3) Third level is revamping of matl views as we know them. Moving away from process where user checks box in Designer and matl view source model and ddl scripts are magically generated under the covers, and when vdb is deployed scripts are spit out. Withing designer, make changes for user gesture to identify tables/views for "full" materialization. Gesture causes generation of matl view source model and matl view model on top, where matl view model matches virtual model from which it was generated. Underlying matl source model may ultimately differ but that would be user customization. Automated process would generate view/source models that match and have direct transformations by default. Open issue: How to decide when to hit matl view or not and how to present that to the user. Benefits to having single view for client apps (e.g. clients coded to always hit the foo table), client code should not have to embed decision of whether to hit matl view or source data.

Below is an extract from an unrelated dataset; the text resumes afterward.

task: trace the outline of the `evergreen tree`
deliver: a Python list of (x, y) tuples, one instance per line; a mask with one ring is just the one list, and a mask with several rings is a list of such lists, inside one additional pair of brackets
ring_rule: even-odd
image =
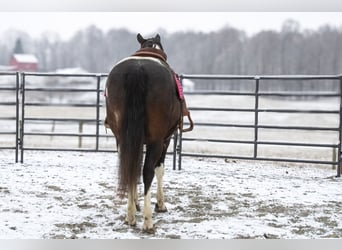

Chaning client code too disruptive. Should be able to control shunt in data services layer. Options discussed include
- specialized language construct to allow joining/unioning between matl and source data, with query directive to override the default
- specialized materialization transformations that control this through explicit logic
- others? Matl view maintenance options discussed include:
- external scripts to pull data out of source and write to matl source
- virtual procedure logic
When materialized source model is created, need account for status data. Status table in materialized schema and source model suggested. What should it contain? Num rows materialized? Last updated? what else? This should be available to materialization management processes so users can check this information when performing more complex scenarios and as a basis for monitoring/auditing.
This is most complex/advanced form of materialization proving greatest flexibility to user but requiring most user involvement.